PD01-02: Comparative Analysis of the Microbiome of Interstitial Cystitis/Bladder Pain Syndrome, Cystitis and Asymptomatic Healthy Controls: The Key to Interpretation of Next Generation Sequencing Urine Reports

Abstract

Information

Authors: J. Curtis Nickel, Craig D. Tipton, Caleb D. Phillips, Rick Martin, E. David Crawford

Introduction: Urine specimens from patients diagnosed with interstitial cystitis/bladder pain syndrome (IC/BPS) are being submitted for next generation sequencing (NGS) analyses to determine potentially treatable infection missed by standard culture.  These complex NGS reports have been difficult to interpret for patients diagnosed with IC/BPS.  We present a comparative analysis of clinical NGS urine specimens from a large urinary microbiome data base (MicroGenDX, n=71,737) which includes female patients with a physician diagnosis of IC/BPS, cystitis, and a smaller cohort of asymptomatic healthy control volunteers.
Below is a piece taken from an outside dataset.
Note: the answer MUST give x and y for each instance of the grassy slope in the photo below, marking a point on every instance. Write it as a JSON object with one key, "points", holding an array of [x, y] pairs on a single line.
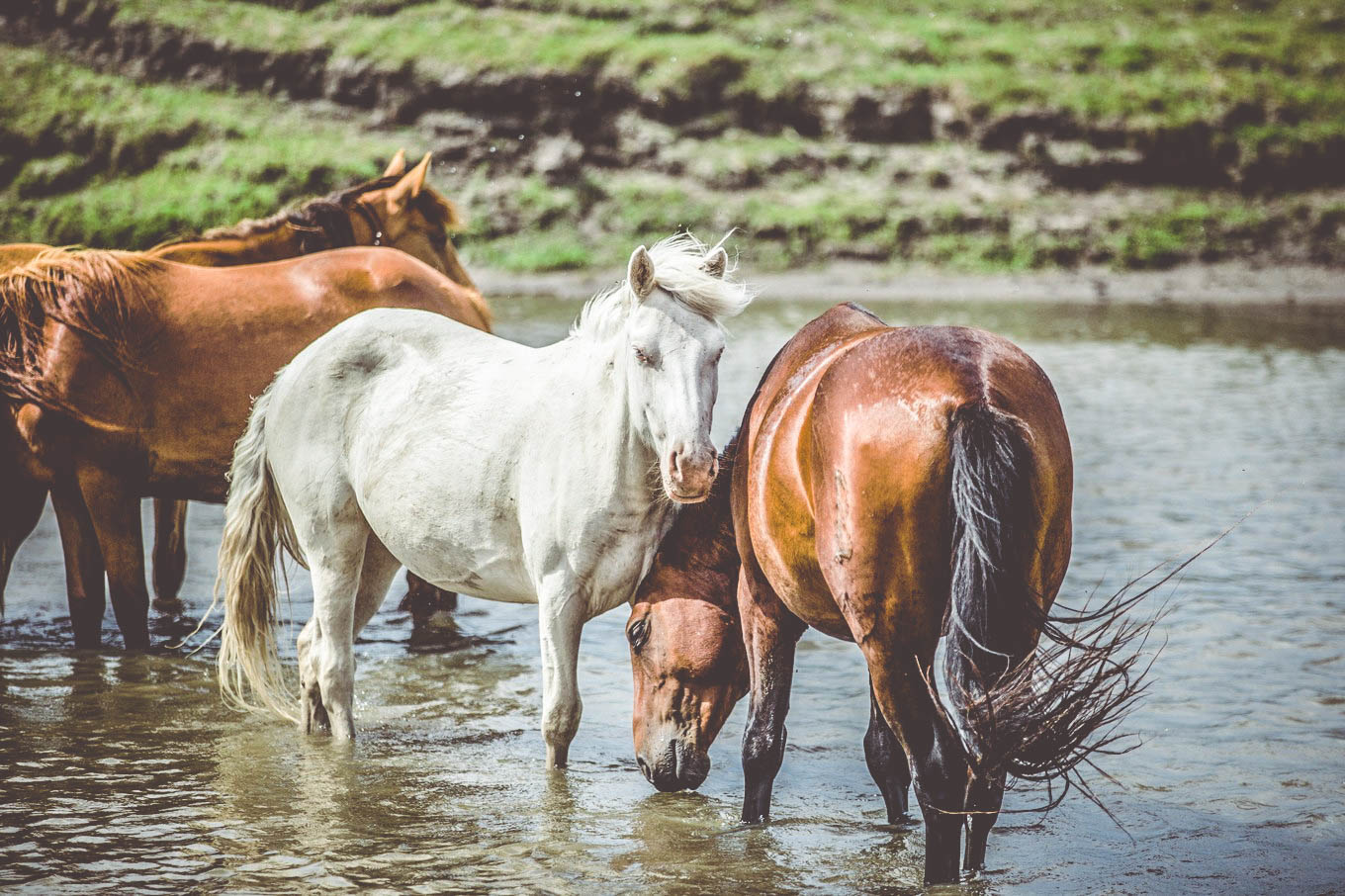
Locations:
{"points": [[163, 159]]}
Methods: The microbiome of female subjects with IC/BPS (n=565) were compared to subjects with acute cystitis (n=975), chronic cystitis (n=1,629) and healthy controls with no urological pain or infection (n=106). Differences in each group’s microbiome were investigated from the perspectives of differential taxa abundance, beta and alpha diversity, using ANCOM, Permanova (ADONIS) and ANOVA, respectively.

Results: Overall 351 genera were detected with 56 genera found to be differentially abundant across the diagnoses, including the top five most abundant genera identified; Escherichia, Lactobacillus, Klebsiella, Enterococcus and Streptococcus.  Alpha diversity was higher in the healthy control group compared to the other diagnoses (ANOVA; p = 0.0039; Figure 1a).  Similarly, microbiome composition was associated to diagnostic group, though with considerable overlap (Permanova; p = 0.001; Figure 1b). Pairwise testing suggests that healthy controls and acute cystitis are the most distinct groups with IC/BPS overlapping both (with more similarities to healthy controls than acute cystitis).

Conclusions: The microbiome of IC/BPS patients is divergent from healthy controls and acute/chronic cystitis but is taxonomically more similar to a healthy cohort than to those with a diagnosis of cystitis.  However, the altered microbiome state of the subset of IC/BPS patients resembling that of cystitis patients suggests the need for outcome research regarding NGS directed antimicrobial therapy in selected patients with IC/BPS.